27. Sacrifice

451 75 10
                                    

JUNGWON memeluk tubuh Jay yang tergeletak tak bernyawa itu. Dia membawa kepala Jay dalam pelukannya, memberikan kecupan demi kecupan pada bibir dan kening sang profesor terbaik di Lugia.

"Yang Jungwon," lirih Niki. 

Air matanya menetes sealiran merasakan bagaimana rasanya kehilangan orang yang selama ini menjadi poros kehidupannya, sosok seorang yang sangat ia hormati melebihi orang tuanya sendiri, sosok yang sudah menjadi layaknya seorang kakak untuknya.

"Dia akan bangun lagi kan?" Jungwon merintih, memandangi wajah damai Jay dan terus mengelus helaian rambutnya, rambut dari seseorang yang bisa disebut sebagai kekasihnya.

"Aku tau ini berat tapi kita harus segera membakar jasadnya." Niki yang sebisa mungkin tidak mau dikuasai emosinya, tetap mengedepankan logika.

"Jay pasti bangun lagi. Dia pasti bangun. Kenapa kau menyuruhku membakar jasadnya? Dia pasti akan merasa kesakitan." Jungwon mengencangkan tangannya memeluk kepala Jay dalam dekapan.

"Jungwon, dia sudah tidak bernyawa. Semua mahluk hidup yang sudah tidak bernyawa harus segera dikremasi.
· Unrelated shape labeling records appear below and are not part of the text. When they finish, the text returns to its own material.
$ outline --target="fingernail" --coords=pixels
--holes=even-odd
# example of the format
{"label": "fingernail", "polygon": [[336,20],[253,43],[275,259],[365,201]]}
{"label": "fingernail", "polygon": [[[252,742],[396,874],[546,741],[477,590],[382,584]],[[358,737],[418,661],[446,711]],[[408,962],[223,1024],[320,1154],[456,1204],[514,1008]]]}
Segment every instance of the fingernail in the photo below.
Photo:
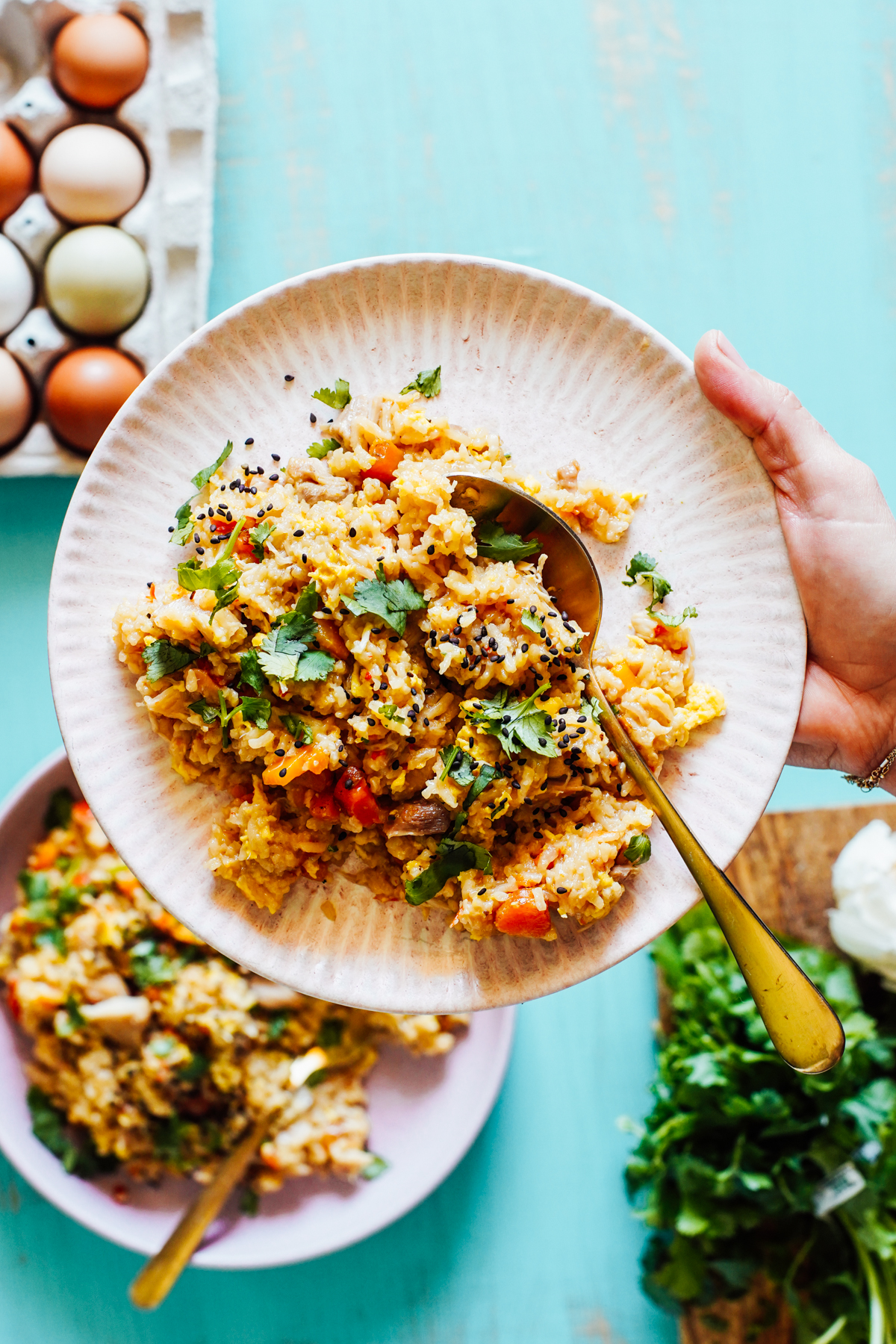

Berhenti menangis untuknya!" Niki semakin membujuk sang penyihir meski dirinya sendiri menahan tangis.

"Diam!" Jungwon menggertak, emosinya yang kuat sampai membuat lampu dalam ruangan berkedip tak beraturan.

Niki dan para droid rumahan ketakutan. Tapi melihat ekspresi mereka, Jungwon segera menenangkan dirinya sendiri. Meski sudah mencoba, ruangan yang mereka tempati tetap semakin meredup hingga gelap total sampai radius beberapa meter.

Sampai-sampai droid petugas distrik harus mencari sumber yang mematikan energi listrik di distrik tempat tinggal Jay. Sedangkan Jungwon dan Niki yang masih berada di dalam, total terselimuti kegelapan.

Sosok seseorang dengan tinggi sama seperti Jungwon hadir di tengah-tengah mereka. Dia masih mengenakan pakaian serba putih khas pasien rumah sakit jiwa. Kedua bola matanya yang berwarna hijau terlihat menjadi satu-satunya cahaya setelah bulan planet Lugia.

"Kim Sunoo ..." Jungwon melirihkan namanya. Orang itu sekarang berada tepat di hadapannya.

Niki bisa melihat Sunoo melayang, tidak bisa dijelaskan peristiwa ini dengan jurnal-jurnal ilmiahnya. Orang itu melawan hukum gravitasi dan Jungwon adalah tujuannya. Niki bisa melihat Sunoo meletakkan kedua jempolnya di masing-masing pelipis Jungwon.

Sampai sang penyihir muda tidak bisa bergerak, ikut melayang dengan tinggi bersama Sunoo. Jungwon mulai memasuki alam yang hanya bisa dimasuki oleh penyihir seperti dirinya, maupun Jay yang juga berdarah campuran.

Sebuah hamparan padang rumput dengan langit biru muda tanpa awan menjadi kanvasnya. Jungwon berjalan seorang diri memakai pakaian serba putih, menuju sebuah pohon besar, pohon beringin yang di bawah sana ada seorang perempuan duduk bersandar pada pohon tersebut.

Di samping perempuan itu ada Jay dan Sunoo kecil yang terlelap bersandar padanya. 

"Anda ..." Jungwon mencoba menyapa, mengumpulkan ingatan yang sempat berceceran di Lugia.

"Aku tidak mengira dia akan mengorbankan dirinya untukmu. Mungkin memang sudah saatnya aku mengorbankan diriku dan mengembalikan Sunoo pada kehidupannya yang baru."

"Aku minta maaf. Harusnya aku yang melindungi Jay, bukan sebaliknya." Jungwon mulai menangis lagi mengingat apa yang kini Jay lakukan dalam realitanya.

"Tidak perlu Jungwon. Takdir mengikat kita tapi ini bukan tempatmu."

Jungwon menggigit bibir bawahnya. Udara disana begitu dingin dan membekukan nafasnya. Tempatnya indah tapi mencekam seperti tempat orang mati. Dalam pikirannya, ia mengira bahwa dirinya ada di tempat Jay yang kini akan berpindah ke alam selanjutnya.